United Nations peacekeeping missions, under threat from budget cuts if Washington’s promise to slash its UN spending goes ahead, are already costing as little as possible, a UN official said. The comments come after US President Donald Trump this month proposed to cut Washington’s contribution to UN peacekeeping operations — the largest share of funding for the organization’s missions — to 25 percent of their total budget, compared to just under 30 percent today.
“We are doing our utmost to spend as little as possible” and “modernize,” Herve Ladsous, the outgoing head of peacekeeping operations, said during his final news conference after six years in his post.
“We diminished the cost per peacekeeper by 16 percent without a diminution of their quality,” he added, noting that the US-based Rand Corporation think-tank recently calculated that UN-managed operations cost four times less than it would cost a large Western country.
“Sixteen missions and 120,000 men deployed around the world for 0.4 percent of the world’s military expenditure, it’s still very little,” Ladsous said.
“We have always tried to reformat missions, whenever possible, to be as economical as possible,” he added.

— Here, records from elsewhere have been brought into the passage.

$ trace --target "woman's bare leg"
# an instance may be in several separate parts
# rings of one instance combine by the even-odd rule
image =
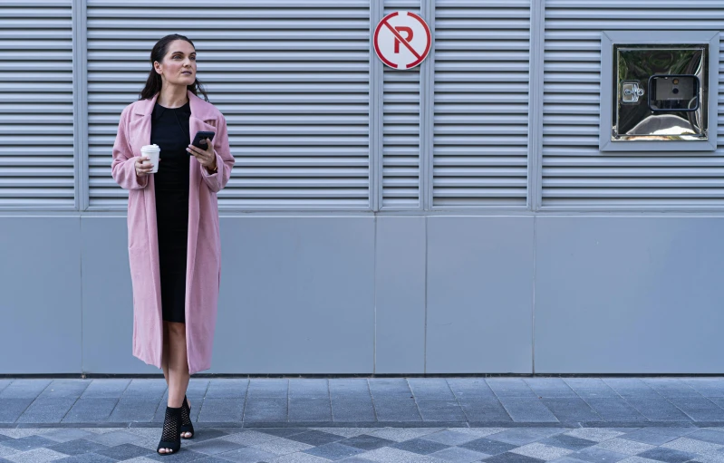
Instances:
[[[186,390],[188,387],[189,374],[186,352],[186,324],[164,322],[164,328],[163,376],[169,384],[168,405],[176,409],[183,404],[184,395],[186,395]],[[167,339],[168,344],[166,343]],[[170,451],[170,449],[161,449],[162,453]]]

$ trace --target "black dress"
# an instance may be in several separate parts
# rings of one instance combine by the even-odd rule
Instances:
[[[150,142],[159,145],[161,161],[154,175],[156,222],[163,320],[185,323],[186,255],[188,236],[189,103],[151,113]]]

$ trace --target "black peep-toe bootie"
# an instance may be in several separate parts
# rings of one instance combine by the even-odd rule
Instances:
[[[191,422],[191,407],[188,406],[188,400],[186,400],[186,396],[184,396],[184,403],[181,405],[181,434],[186,432],[190,432],[190,438],[184,438],[183,439],[193,439],[194,437],[194,424]]]
[[[161,434],[161,441],[159,442],[159,448],[156,451],[159,455],[170,455],[177,453],[181,448],[181,409],[179,407],[174,409],[172,407],[166,407],[166,418],[163,420],[163,433]],[[161,453],[159,450],[161,449],[170,449],[171,452]]]

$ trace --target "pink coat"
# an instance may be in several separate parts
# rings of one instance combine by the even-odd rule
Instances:
[[[140,156],[140,147],[150,144],[150,114],[158,96],[157,93],[150,100],[134,101],[121,112],[113,145],[111,172],[113,179],[129,190],[128,247],[133,284],[133,355],[161,368],[163,322],[153,174],[138,177],[134,168],[135,157]],[[229,151],[227,122],[221,112],[191,92],[188,92],[188,100],[191,108],[190,136],[198,130],[216,132],[213,145],[218,169],[209,174],[196,158],[188,156],[191,171],[186,345],[188,371],[193,374],[211,367],[221,275],[217,192],[227,185],[234,158]],[[163,159],[163,152],[160,157]]]

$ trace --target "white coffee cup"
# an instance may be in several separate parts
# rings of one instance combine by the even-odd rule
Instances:
[[[153,169],[150,171],[152,174],[159,171],[159,156],[160,152],[160,148],[156,144],[140,147],[140,155],[149,158],[151,165],[153,165]]]

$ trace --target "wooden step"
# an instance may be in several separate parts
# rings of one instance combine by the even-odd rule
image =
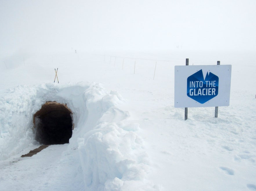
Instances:
[[[21,157],[26,157],[32,156],[34,155],[35,155],[37,154],[37,153],[40,152],[40,151],[41,151],[42,150],[44,149],[45,149],[45,148],[49,146],[50,145],[41,145],[38,148],[36,149],[34,149],[33,150],[32,150],[32,151],[30,151],[28,154],[26,154],[25,155],[22,155]]]

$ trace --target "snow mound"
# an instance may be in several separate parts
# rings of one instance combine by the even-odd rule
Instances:
[[[46,102],[56,101],[72,113],[75,128],[65,152],[79,153],[85,190],[155,190],[146,178],[149,162],[135,132],[139,125],[118,108],[124,100],[118,92],[94,83],[46,84],[9,89],[0,99],[0,160],[39,145],[33,116]]]

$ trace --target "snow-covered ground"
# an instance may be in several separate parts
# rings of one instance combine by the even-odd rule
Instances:
[[[0,190],[256,190],[255,53],[178,50],[3,58]],[[185,121],[174,108],[174,66],[186,58],[232,65],[217,118],[189,108]],[[49,101],[73,112],[70,143],[21,158],[39,145],[33,116]]]

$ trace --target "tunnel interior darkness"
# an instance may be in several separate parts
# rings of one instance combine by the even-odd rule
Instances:
[[[73,128],[66,105],[48,102],[34,116],[36,140],[44,145],[68,143]]]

“We review mandates, staffing and equipment on a regular basis,” he said, pointing to the closure of missions to Ivory Coast, Liberia and Haiti, which would result in “hundreds of millions of dollars in savings.”
Ladsous is set to be replaced by another French diplomat, Jean-Pierre Lacroix, who takes office for a one-year term in April after Ladsous declined an offer to stay on.
Ladsous also criticized what he called a lack of support from members of the UN Security Council who he said are sometimes too lenient toward governments that obstruct the work of peacekeeping missions, including South Sudan’s. He had recommended an arms embargo against Africa’s newest country, a measure supported by Britain, France and the United States but rejected by the Security Council in December thanks to opposition by China and Russia.
Discussed at the council on Thursday, a resolution could still be put to a vote. The Security Council should also continue the UN’s mission in the Democratic Republic of the Congo, its largest — at 19,000 troops — and one of its oldest, Ladsous said. Maintaining the operation at the current force is necessary because of electoral turmoil in the country, he added.
Trump’s plan for severe cuts to US funding has alarmed the United Nations, along with US allies and international NGOs. US military officials and diplomats also worry the cuts will reduce Washington’s ability to play a leading role in the world.